Évitez ces écueils et la majeure partie du risque disparaît. Une société à l’étranger bien conçue se comporte comme une société locale solide : elle facture, déclare, tient ses comptes et survit aux contrôles parce qu’elle repose sur une réalité, pas sur un artifice.

  • 01 Choisir une juridiction sur la seule promesse d’un taux nul, sans vérifier la convention fiscale avec son propre pays.
  • 02 Diriger la société depuis son salon en prétendant que la direction effective se trouve à l’étranger.
  • 03 Sous-estimer les frais de maintien jusqu’à ne plus pouvoir payer la comptabilité ou la taxe annuelle.
  • 04 Mélanger patrimoine personnel et trésorerie de la société, ce qui détruit la protection recherchée au départ.

Questions fréquentes

Créer une société en Pologne est-il légal pour un Français ?

Oui, totalement. Un non-résident peut détenir 100 % d’une SARL polonaise (Sp. z o.o.), sans condition de nationalité ni de résidence. Il faut un siège social en Pologne, déclarer la structure à votre administration et respecter les règles de substance. L’illégalité ne commence que si la société sert à dissimuler des revenus réellement dus.

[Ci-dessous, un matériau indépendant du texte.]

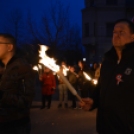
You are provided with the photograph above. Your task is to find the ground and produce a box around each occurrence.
[31,101,97,134]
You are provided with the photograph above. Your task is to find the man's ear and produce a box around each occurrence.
[8,44,13,52]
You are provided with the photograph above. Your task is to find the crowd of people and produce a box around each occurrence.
[0,19,134,134]
[39,61,100,109]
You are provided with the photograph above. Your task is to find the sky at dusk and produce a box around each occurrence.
[0,0,84,32]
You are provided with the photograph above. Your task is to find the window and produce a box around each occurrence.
[84,23,89,37]
[106,0,118,5]
[106,22,114,37]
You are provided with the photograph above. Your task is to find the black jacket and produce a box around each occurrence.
[0,57,35,122]
[93,43,134,134]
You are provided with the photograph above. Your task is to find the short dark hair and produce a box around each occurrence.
[0,33,16,50]
[114,19,134,33]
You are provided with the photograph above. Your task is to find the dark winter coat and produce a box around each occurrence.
[0,57,35,122]
[93,43,134,134]
[42,72,56,95]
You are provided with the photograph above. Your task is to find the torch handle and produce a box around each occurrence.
[57,71,83,102]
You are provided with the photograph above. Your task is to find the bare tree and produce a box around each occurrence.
[4,8,24,44]
[42,0,69,48]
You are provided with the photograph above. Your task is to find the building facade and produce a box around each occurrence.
[82,0,134,62]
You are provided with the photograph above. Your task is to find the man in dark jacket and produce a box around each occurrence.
[81,19,134,134]
[0,34,35,134]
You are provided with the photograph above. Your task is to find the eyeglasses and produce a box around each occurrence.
[0,42,11,44]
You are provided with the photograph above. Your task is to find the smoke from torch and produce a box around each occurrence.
[39,45,83,102]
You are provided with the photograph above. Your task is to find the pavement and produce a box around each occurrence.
[31,100,97,134]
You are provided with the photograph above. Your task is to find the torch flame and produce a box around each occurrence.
[93,79,98,85]
[83,72,91,81]
[62,65,69,76]
[83,72,98,85]
[39,45,59,72]
[33,66,38,71]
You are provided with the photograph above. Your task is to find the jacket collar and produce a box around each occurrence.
[105,42,134,61]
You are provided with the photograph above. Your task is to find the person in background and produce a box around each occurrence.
[94,64,101,80]
[0,33,35,134]
[58,62,68,108]
[40,67,56,109]
[68,66,78,109]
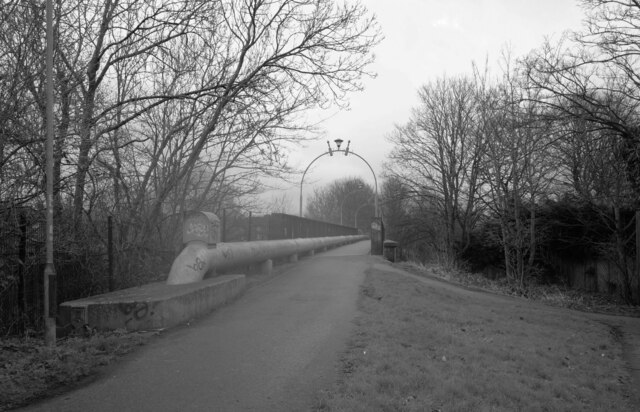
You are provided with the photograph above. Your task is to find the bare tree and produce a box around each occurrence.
[306,177,375,232]
[390,78,484,262]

Dois-je résider en Pologne pour créer ma société ?

Non. Aucune condition de résidence ni de nationalité ne s’impose aux associés et au gérant d’une Sp. z o.o. Vous pilotez la société depuis la France, à condition de disposer d’un siège social polonais et de respecter les obligations comptables et fiscales locales. En pratique, le gérant doit souvent se déplacer une fois pour l’ouverture du compte bancaire.

Vais-je être imposé deux fois ?

Pas si la convention fiscale franco-polonaise s’applique : signée en 1975, elle répartit le droit d’imposer et écarte la double imposition. La Pologne prélève une retenue à la source de 19 % sur les dividendes sortants, ramenée à 5 % par la convention lorsque la société bénéficiaire détient au moins 10 % du capital. Reste à surveiller la règle des sociétés étrangères contrôlées. Un fiscaliste vérifie votre cas avant la création.

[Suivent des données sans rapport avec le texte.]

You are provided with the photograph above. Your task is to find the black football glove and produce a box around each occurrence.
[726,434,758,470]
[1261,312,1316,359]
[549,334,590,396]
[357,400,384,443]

Le compte bancaire s’ouvre-t-il à distance ?

Partiellement. Les comptes professionnels s’ouvrent auprès de banques comme PKO Bank Polski ou Bank Pekao, mais celles-ci appliquent un contrôle KYC strict et demandent le plus souvent la présence du gérant pour l’ouverture. Des néobanques comme Wise ou Revolut complètent le dispositif pour l’opérationnel. Un dossier clair, avec justificatifs et plan d’affaires, conditionne l’acceptation autant que le délai.

Combien de temps pour être opérationnel ?

L’immatriculation au registre KRS aboutit en environ 24 heures par le système en ligne S24, ou en quelques jours par la voie notariale. L’étape la plus longue reste l’ouverture du compte bancaire, soumise aux contrôles de l’établissement. En préparant un dossier complet, on compte généralement entre deux et six semaines pour une société pleinement opérationnelle.